Here, we only observe the result output of the ANOVA method as shown in Figure 4 below.

From the figure, we can see that according to the P-value: the treatment factor "Betalucil" drug plays a role in potassium, the measurement time has an effect on potassium, and there is an interaction effect between the treatment factor and the measurement time. This validates the results we obtained by applying data mining.

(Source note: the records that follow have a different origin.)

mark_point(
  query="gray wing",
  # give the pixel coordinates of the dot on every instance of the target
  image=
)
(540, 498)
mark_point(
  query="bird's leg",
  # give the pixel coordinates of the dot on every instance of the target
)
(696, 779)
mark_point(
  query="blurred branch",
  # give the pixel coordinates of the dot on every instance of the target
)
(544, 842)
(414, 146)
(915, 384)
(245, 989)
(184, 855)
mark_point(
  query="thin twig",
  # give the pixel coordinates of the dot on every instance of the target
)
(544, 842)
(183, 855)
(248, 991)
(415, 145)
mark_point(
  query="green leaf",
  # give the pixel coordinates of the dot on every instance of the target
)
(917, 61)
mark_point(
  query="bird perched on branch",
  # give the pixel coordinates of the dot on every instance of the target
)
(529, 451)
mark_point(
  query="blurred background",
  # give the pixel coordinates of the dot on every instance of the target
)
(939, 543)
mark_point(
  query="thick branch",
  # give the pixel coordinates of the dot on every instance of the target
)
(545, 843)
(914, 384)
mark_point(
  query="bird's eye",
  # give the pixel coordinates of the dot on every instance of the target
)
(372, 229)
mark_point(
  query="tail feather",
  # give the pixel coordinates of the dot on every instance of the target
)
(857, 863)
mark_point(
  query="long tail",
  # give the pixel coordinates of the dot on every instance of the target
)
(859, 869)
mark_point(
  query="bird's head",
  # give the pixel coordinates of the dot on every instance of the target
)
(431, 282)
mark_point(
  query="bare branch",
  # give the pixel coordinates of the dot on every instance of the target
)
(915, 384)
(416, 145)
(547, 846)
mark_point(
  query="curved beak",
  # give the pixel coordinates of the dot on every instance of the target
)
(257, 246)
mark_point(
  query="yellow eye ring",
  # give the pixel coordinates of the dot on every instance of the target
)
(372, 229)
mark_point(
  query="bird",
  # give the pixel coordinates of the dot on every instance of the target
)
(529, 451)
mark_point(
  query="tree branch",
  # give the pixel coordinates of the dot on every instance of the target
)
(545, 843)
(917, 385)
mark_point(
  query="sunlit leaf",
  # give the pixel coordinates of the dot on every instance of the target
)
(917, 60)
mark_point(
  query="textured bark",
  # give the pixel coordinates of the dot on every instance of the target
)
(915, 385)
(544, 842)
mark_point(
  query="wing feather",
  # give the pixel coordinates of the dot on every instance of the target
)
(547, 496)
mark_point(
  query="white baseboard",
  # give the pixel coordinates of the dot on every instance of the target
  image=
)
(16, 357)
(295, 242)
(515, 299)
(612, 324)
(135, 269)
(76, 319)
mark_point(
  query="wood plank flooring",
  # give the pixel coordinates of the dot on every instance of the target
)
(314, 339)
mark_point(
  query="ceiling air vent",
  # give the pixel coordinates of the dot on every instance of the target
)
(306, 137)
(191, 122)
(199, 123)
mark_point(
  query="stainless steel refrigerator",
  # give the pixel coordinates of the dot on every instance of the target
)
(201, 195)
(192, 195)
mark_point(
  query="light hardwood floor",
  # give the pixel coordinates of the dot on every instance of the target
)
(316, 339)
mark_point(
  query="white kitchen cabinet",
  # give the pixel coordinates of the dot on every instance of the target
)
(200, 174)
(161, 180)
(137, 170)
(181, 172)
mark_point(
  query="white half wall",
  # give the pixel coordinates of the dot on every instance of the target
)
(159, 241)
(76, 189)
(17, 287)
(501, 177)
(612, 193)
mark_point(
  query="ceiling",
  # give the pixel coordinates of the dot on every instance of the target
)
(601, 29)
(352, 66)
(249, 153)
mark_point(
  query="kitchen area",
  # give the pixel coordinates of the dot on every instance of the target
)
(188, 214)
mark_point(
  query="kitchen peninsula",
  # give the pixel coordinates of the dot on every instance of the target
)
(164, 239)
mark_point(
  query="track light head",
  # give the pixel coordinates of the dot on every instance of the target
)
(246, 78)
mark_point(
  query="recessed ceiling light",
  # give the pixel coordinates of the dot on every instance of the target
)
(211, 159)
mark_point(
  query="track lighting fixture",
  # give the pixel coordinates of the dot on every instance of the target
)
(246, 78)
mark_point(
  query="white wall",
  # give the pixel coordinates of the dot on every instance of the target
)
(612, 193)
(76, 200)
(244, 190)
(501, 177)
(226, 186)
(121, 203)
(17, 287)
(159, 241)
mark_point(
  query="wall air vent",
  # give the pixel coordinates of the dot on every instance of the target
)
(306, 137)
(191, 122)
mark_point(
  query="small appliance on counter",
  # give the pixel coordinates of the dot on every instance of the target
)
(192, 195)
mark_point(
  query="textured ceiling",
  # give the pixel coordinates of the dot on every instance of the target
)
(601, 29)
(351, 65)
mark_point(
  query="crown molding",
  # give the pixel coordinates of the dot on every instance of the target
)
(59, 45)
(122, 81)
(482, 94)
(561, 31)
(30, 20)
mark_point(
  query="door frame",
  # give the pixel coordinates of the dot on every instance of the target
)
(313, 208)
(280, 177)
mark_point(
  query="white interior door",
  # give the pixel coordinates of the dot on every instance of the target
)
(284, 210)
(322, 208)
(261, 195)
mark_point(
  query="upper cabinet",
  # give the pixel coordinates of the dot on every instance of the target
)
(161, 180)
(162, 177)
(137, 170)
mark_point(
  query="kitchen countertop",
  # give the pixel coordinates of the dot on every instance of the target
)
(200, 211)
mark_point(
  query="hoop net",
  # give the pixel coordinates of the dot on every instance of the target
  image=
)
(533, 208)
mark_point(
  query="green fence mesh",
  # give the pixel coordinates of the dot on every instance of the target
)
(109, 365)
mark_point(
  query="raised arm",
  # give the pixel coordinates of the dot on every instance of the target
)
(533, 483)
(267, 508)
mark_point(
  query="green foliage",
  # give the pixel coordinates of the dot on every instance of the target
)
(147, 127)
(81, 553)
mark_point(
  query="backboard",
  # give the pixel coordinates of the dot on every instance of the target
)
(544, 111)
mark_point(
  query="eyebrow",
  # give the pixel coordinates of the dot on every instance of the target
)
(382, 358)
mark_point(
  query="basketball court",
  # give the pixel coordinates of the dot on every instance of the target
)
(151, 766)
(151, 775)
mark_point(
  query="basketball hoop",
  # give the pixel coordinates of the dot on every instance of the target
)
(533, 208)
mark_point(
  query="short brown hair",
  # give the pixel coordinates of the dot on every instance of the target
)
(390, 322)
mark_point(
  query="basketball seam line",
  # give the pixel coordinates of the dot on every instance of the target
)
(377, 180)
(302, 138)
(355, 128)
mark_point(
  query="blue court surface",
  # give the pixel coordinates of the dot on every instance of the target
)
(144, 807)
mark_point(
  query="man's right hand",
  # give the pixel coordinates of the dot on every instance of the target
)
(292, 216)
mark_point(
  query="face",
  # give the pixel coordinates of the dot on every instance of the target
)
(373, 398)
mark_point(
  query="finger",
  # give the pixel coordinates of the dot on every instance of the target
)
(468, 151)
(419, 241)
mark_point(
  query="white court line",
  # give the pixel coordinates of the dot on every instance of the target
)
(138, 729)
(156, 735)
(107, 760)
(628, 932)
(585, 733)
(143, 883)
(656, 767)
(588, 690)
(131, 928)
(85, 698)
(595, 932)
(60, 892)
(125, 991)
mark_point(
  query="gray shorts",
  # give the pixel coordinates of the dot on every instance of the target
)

4. Application of Data Mining to Traditional Chinese Medicine Research and Development

In the above content, we focus on the research application of western medicine as an example to illustrate the methodology of virtual medicine research featuring data mining. In fact, data mining and virtual medicine research is also very suitable for the research work of Chinese medicine, because Chinese medicine itself is a medical science with a complete theoretical system after thousands of years of continuous exploration, accumulation and validation of a huge body of knowledge, but we still need to apply modern knowledge to continuously deepen the understanding, mining, improvement and application, so that it can be better integrated with modern science. Data mining is a powerful tool to explore and explain the mysteries of Chinese medicine!

Many units in China also carry out some localized attempts of data mining in Chinese medicine. Now, we will summarize these attempts of data mining in the research of traditional Chinese medicine as follows: 1, text data mining in traditional Chinese medicine formulas; 2, the "active ingredient" - the monomer or chemical component that plays a key role in the "pharmacology" - is a single component. Mining of monomers or chemical components that play a key role in "pharmacology"; 3, data mining and research on the laws of Chinese medicine prescription; 4, data mining on the relationship between the material basis of prescription and its efficacy such as (evidence, symptoms); 5, mining on the relationship between the dosage of prescription and the potency level of the prescription (quantitative-effective relationship and modeling); 6, mining on the relationship between the theory of the pharmacological properties of traditional Chinese medicines and the active ingredients of traditional Chinese medicine; 7, correlation mining between flavors of the medicinal formula Mining the correlation between the flavors of medicines; 8. Mining the implied similarity of similar diseases; 9. Mining and researching the similarity and difference of different prescriptions for the same kind of diseases. 10, Data mining for the classification and research of inexact diseases.